Neverwas Haul - Maker Faire 2009
This is an introduction to a multi-part series on Steampunk by Sally Applin (http://www.sally.com). I've been corresponding with Sally off and on for more than five years and we first met at Maker Faire in 2009. I have thoroughly enjoyed listening to her insightful thoughts on Steampunk and the Maker Movement and I'm excited that she'll be featured here on The Steampunk Workshop. From her bio, linked above: "Sally is a founding member of AnthroPunk (on twitter) and is currently researching the impact of technology on culture, and the consequent inverse: specifically the reifications of Network Space in Personal Space. She is also a member of IoT Council, a think tank for the Internet of Things." - Jake.

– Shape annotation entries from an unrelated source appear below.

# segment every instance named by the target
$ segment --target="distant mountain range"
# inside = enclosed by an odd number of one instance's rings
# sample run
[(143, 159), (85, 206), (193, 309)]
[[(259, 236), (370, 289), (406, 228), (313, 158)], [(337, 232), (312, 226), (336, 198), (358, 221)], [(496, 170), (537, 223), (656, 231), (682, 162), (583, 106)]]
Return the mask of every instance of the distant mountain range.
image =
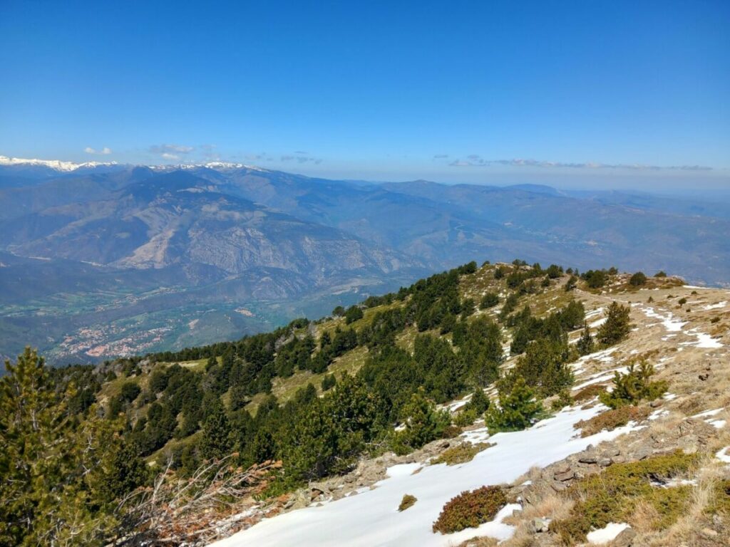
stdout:
[(98, 360), (239, 337), (467, 262), (730, 272), (730, 206), (241, 164), (0, 156), (0, 354)]

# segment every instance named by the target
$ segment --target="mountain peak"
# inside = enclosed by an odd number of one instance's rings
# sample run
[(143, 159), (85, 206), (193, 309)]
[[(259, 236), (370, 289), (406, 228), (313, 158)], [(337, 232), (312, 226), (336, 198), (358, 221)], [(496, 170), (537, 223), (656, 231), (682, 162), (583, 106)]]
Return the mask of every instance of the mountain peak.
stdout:
[(0, 166), (35, 166), (49, 167), (52, 169), (60, 171), (76, 171), (82, 167), (99, 167), (101, 166), (115, 165), (118, 165), (115, 161), (87, 161), (82, 163), (75, 163), (72, 161), (62, 161), (61, 160), (39, 160), (36, 158), (8, 158), (7, 156), (0, 155)]

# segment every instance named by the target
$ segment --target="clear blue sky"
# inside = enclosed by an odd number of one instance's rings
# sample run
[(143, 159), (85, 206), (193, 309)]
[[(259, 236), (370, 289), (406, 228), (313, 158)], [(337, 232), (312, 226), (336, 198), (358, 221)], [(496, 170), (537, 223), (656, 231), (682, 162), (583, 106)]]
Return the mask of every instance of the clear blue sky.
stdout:
[(727, 184), (729, 28), (727, 0), (4, 0), (0, 155)]

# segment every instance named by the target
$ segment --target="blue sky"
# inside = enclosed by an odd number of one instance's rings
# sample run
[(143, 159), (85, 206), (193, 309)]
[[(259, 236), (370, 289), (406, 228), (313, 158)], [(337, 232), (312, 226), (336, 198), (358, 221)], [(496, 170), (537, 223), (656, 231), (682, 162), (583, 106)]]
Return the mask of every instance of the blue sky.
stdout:
[(0, 155), (571, 187), (730, 180), (728, 1), (0, 12)]

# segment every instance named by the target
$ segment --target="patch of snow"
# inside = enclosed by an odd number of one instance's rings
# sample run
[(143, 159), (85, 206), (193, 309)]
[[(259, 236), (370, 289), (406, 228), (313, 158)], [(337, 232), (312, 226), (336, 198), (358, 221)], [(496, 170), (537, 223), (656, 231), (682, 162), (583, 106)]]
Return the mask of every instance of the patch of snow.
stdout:
[(710, 416), (716, 416), (725, 410), (724, 408), (714, 408), (711, 411), (705, 411), (704, 412), (700, 412), (699, 414), (694, 414), (690, 416), (691, 418), (705, 418)]
[(724, 449), (721, 449), (718, 453), (715, 454), (715, 457), (721, 462), (730, 463), (730, 446), (726, 446)]
[[(475, 535), (507, 539), (513, 529), (501, 521), (517, 508), (507, 505), (491, 523), (458, 534), (442, 535), (431, 532), (444, 504), (465, 490), (484, 485), (511, 482), (535, 465), (545, 467), (567, 456), (597, 445), (628, 431), (629, 426), (611, 432), (575, 437), (573, 424), (590, 419), (604, 409), (571, 408), (542, 420), (526, 430), (498, 433), (496, 443), (463, 465), (426, 466), (411, 474), (420, 464), (405, 464), (388, 469), (389, 478), (377, 488), (321, 507), (310, 507), (265, 519), (255, 526), (216, 543), (217, 547), (276, 545), (280, 547), (445, 547)], [(404, 494), (418, 498), (408, 511), (399, 513), (398, 505)]]
[(588, 538), (589, 543), (593, 543), (593, 545), (602, 545), (604, 543), (607, 543), (609, 541), (612, 541), (615, 539), (617, 535), (620, 534), (628, 527), (629, 524), (626, 522), (618, 524), (615, 522), (609, 522), (606, 524), (605, 527), (602, 528), (599, 530), (589, 532), (586, 537)]
[(713, 338), (707, 333), (701, 333), (696, 329), (693, 329), (688, 331), (688, 333), (691, 334), (693, 336), (697, 337), (696, 342), (684, 342), (683, 346), (694, 346), (696, 348), (707, 348), (710, 349), (716, 349), (717, 348), (721, 348), (723, 344), (718, 342), (717, 340)]
[(727, 306), (727, 300), (723, 300), (722, 302), (718, 302), (716, 304), (707, 304), (702, 307), (702, 309), (718, 309), (719, 308), (724, 308)]
[(479, 427), (478, 429), (465, 431), (459, 435), (466, 439), (472, 444), (483, 443), (489, 438), (489, 431), (486, 427)]
[(596, 309), (591, 310), (591, 311), (588, 311), (587, 314), (585, 314), (585, 319), (591, 319), (593, 316), (601, 315), (601, 314), (602, 313), (603, 313), (603, 308), (596, 308)]
[(651, 413), (651, 414), (649, 416), (649, 419), (650, 420), (658, 419), (659, 418), (661, 418), (664, 416), (669, 415), (669, 411), (666, 408), (659, 408), (658, 410), (656, 410)]
[(407, 475), (412, 475), (419, 468), (423, 467), (423, 464), (418, 463), (401, 463), (398, 465), (391, 465), (385, 470), (385, 474), (391, 478), (402, 477)]
[(593, 374), (591, 376), (590, 379), (584, 381), (583, 384), (579, 384), (573, 387), (574, 390), (582, 389), (586, 386), (590, 386), (593, 384), (599, 384), (602, 381), (608, 381), (609, 380), (612, 380), (614, 376), (614, 373), (619, 373), (620, 374), (626, 374), (629, 371), (629, 367), (618, 367), (618, 368), (612, 368), (610, 371), (604, 371), (598, 374)]
[(52, 169), (61, 171), (76, 171), (82, 167), (98, 167), (99, 166), (115, 166), (117, 162), (109, 161), (100, 163), (98, 161), (88, 161), (84, 163), (74, 163), (72, 161), (61, 161), (61, 160), (36, 160), (27, 159), (24, 158), (8, 158), (7, 156), (0, 156), (0, 166), (43, 166), (50, 167)]

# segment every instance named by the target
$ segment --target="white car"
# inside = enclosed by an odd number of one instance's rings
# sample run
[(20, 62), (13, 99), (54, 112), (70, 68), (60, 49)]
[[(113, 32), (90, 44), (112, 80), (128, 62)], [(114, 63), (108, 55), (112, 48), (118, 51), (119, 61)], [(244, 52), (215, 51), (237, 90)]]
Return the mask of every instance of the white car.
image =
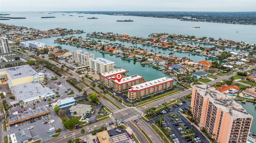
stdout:
[(116, 129), (116, 131), (117, 131), (118, 132), (121, 133), (121, 130), (118, 129)]
[(88, 133), (92, 133), (92, 131), (93, 131), (93, 130), (94, 130), (94, 129), (91, 129), (90, 130), (87, 131), (87, 132)]
[(34, 128), (34, 126), (31, 126), (30, 127), (29, 127), (29, 128), (28, 128), (28, 129), (33, 129), (33, 128)]

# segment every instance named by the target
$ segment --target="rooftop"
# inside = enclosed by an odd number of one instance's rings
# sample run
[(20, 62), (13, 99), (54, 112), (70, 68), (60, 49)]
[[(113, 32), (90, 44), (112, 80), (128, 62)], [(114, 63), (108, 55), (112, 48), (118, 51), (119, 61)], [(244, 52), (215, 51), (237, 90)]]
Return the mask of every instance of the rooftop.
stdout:
[(59, 106), (60, 105), (64, 104), (65, 104), (70, 103), (74, 101), (76, 101), (76, 100), (73, 97), (66, 97), (64, 99), (60, 99), (57, 100), (58, 106)]
[(157, 85), (163, 84), (165, 82), (174, 81), (174, 80), (172, 78), (168, 78), (165, 77), (162, 77), (154, 80), (147, 81), (146, 82), (132, 86), (131, 86), (131, 89), (128, 90), (128, 91), (131, 92), (134, 90), (140, 90), (142, 89), (154, 86)]
[(140, 78), (143, 78), (143, 77), (139, 75), (135, 74), (133, 76), (123, 78), (121, 80), (120, 82), (118, 82), (117, 80), (115, 80), (114, 82), (118, 83), (118, 84), (122, 84), (126, 83), (129, 82), (133, 80), (138, 80)]
[(97, 62), (98, 64), (107, 65), (114, 64), (115, 63), (115, 62), (113, 61), (109, 60), (103, 58), (101, 57), (91, 59), (92, 61), (94, 62)]
[(27, 109), (26, 111), (23, 113), (18, 113), (16, 111), (13, 113), (13, 115), (8, 117), (9, 122), (11, 123), (18, 120), (25, 120), (30, 117), (38, 114), (43, 114), (44, 113), (49, 112), (48, 109), (46, 106), (42, 106), (35, 110)]
[(228, 99), (224, 93), (216, 90), (214, 87), (209, 87), (207, 84), (196, 85), (197, 92), (204, 98), (208, 98), (217, 108), (221, 108), (224, 112), (229, 114), (234, 118), (252, 118), (233, 99)]
[[(44, 97), (48, 94), (55, 94), (48, 87), (44, 87), (39, 83), (27, 83), (14, 86), (12, 89), (18, 100), (24, 100), (35, 97), (37, 98), (40, 96)], [(35, 98), (35, 99), (36, 99)]]
[(32, 76), (38, 74), (38, 73), (28, 65), (0, 69), (0, 72), (6, 71), (10, 79)]
[(123, 69), (117, 69), (114, 71), (111, 71), (108, 72), (104, 72), (101, 74), (101, 75), (104, 77), (109, 77), (113, 76), (115, 76), (118, 73), (121, 73), (122, 72), (126, 72), (127, 71)]
[(110, 137), (109, 139), (112, 143), (120, 143), (129, 141), (130, 138), (126, 133), (124, 133)]

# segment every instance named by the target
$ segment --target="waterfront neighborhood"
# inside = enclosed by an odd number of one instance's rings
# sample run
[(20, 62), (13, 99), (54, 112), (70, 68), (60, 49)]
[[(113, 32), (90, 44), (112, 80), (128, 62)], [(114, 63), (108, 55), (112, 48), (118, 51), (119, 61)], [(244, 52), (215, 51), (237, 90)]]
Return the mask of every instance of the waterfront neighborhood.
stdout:
[(0, 24), (4, 143), (256, 141), (255, 43)]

In the United States, Steampunk rose to prominence in the latter part of the first decade of the new century. At that time many people began to feel concerned about losing their privacy through a myriad of new security schemes, their security due to a plummeting job market and economy and, though in light of the former, seemingly less serious, increased awareness that a licensing agreement for software and hardware that had given ownership to items purchased by individuals, to the corporations that had manufactured them. The Maker movement also gained traction during this time and it is not unrelated. Many people who were tired of the system and unhappy with the future it indicated, took to their workshops to make their own future. Make it, they did. People began to learn how to grow their own food, raise poultry, keep bees, use gunpowder, cure meat, sew, weld, woodwork, can, preserve and various other skills that had been out of the public production as mainstream knowledge for the better part of a half century.